Gen AI is making it possible to revolutionize consumer marketing as we currently know it. At an individual-company level, marketing campaigns that once required months of content design, insight generation, and customer targeting can be rolled out in weeks or even days, often with at-scale personalization and automated testing. Website development and customer service tasks are too often the bottlenecks in interactions with individual consumers. But when executed well, they can induce greater engagement and improve satisfaction. Marketers can simultaneously analyze and interpret text, image, and video data to better understand innovation opportunities. Gen AI is powering granular personalization in ways that just weren’t possible before.
These productivity gains from gen AI are beginning to ripple across the global economic marketplace. A recent McKinsey report estimates that gen AI could contribute up to $4.4 trillion in annual global productivity. According to the analysis, marketing and sales is one of four functional groups that combined could reap an estimated 75 percent of that value. The productivity of marketing alone due to gen AI could increase between 5 and 15 percent of total marketing spend, worth about $463 billion annually.
Change is coming, and companies that sit on the sidelines risk being left behind.

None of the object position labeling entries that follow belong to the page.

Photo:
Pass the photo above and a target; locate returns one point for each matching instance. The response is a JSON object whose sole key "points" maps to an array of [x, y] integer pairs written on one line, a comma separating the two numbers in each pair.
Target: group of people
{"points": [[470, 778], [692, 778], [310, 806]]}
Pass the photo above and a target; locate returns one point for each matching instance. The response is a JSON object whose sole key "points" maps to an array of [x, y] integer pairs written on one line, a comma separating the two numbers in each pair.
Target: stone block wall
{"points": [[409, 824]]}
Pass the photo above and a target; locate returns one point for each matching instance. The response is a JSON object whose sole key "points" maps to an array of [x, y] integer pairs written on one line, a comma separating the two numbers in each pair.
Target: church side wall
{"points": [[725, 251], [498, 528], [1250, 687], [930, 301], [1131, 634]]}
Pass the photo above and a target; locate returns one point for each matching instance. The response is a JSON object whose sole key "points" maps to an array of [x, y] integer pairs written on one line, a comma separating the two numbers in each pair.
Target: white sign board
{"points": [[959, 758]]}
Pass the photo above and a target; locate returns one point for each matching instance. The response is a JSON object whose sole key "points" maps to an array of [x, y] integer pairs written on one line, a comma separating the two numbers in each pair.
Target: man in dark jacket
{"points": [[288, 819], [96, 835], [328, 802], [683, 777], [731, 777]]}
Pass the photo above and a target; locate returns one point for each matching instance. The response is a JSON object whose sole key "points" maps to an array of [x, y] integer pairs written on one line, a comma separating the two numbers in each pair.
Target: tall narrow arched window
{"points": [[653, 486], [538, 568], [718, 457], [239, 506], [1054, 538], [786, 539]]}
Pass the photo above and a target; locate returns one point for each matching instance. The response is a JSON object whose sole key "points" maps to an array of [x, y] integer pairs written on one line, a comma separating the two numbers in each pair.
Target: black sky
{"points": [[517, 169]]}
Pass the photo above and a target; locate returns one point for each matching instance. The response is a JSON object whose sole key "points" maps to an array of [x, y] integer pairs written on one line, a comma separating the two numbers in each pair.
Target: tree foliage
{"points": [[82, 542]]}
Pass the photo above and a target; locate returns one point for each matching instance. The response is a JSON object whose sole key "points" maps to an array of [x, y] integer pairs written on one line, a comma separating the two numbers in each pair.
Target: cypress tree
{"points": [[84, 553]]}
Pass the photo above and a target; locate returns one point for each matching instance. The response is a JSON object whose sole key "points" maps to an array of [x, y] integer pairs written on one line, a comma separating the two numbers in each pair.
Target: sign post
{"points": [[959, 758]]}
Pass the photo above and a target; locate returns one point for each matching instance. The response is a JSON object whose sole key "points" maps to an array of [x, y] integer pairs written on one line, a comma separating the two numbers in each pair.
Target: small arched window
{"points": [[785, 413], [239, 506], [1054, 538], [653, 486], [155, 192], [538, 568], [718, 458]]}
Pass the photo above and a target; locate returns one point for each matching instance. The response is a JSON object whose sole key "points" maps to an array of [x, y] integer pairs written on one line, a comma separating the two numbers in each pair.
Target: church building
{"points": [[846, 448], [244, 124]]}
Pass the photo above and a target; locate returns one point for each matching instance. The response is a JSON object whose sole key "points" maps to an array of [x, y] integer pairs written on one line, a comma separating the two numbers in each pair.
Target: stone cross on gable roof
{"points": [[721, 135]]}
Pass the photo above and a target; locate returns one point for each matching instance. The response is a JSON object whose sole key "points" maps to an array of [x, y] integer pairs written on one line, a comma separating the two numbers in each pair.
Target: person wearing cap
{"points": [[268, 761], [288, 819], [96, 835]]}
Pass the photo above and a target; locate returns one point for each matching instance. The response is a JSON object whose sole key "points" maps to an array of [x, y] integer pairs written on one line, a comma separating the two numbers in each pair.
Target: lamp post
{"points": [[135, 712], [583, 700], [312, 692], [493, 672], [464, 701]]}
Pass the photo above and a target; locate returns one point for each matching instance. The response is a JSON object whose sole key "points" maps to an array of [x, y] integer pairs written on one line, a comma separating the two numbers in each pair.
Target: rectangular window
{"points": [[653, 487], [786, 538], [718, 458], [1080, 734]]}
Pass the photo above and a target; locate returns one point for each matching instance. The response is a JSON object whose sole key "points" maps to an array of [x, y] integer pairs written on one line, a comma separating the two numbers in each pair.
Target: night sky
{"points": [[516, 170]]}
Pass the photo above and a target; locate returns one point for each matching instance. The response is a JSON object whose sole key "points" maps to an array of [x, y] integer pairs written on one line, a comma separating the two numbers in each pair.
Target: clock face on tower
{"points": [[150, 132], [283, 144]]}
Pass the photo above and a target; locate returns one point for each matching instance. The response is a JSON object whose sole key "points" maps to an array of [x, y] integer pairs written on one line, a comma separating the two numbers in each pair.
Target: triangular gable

In this article, we explore three ways consumer companies can create value with gen AI (exhibit). Companies are already wading into this new world by exploiting existing gen AI models that are publicly available. The next step for them will be to differentiate themselves, propelling unequaled customization and greater capabilities by integrating those models with their own data and systems. Finally, we look at the long-term opportunities for companies that want to push even further by reinventing their end-to-end processes with gen AI.
Exhibit
Getting started with gen AI in marketing
Current uses of gen AI in marketing mostly consist of off-the-shelf pilots integrated into existing workflows. These efforts are delivering immediate value by helping companies generate copy and images in less time, personalize campaigns, and respond to and learn from customer feedback. But they are also helping companies learn about gen AI, build the capabilities they’ll need to take advantage of it in deeper ways, and free up valuable employees for higher-level tasks. That’s one of the attractions of gen AI: as the following examples show, it has the potential to deliver value quickly, unlike other technologies that reward companies only after years of investment.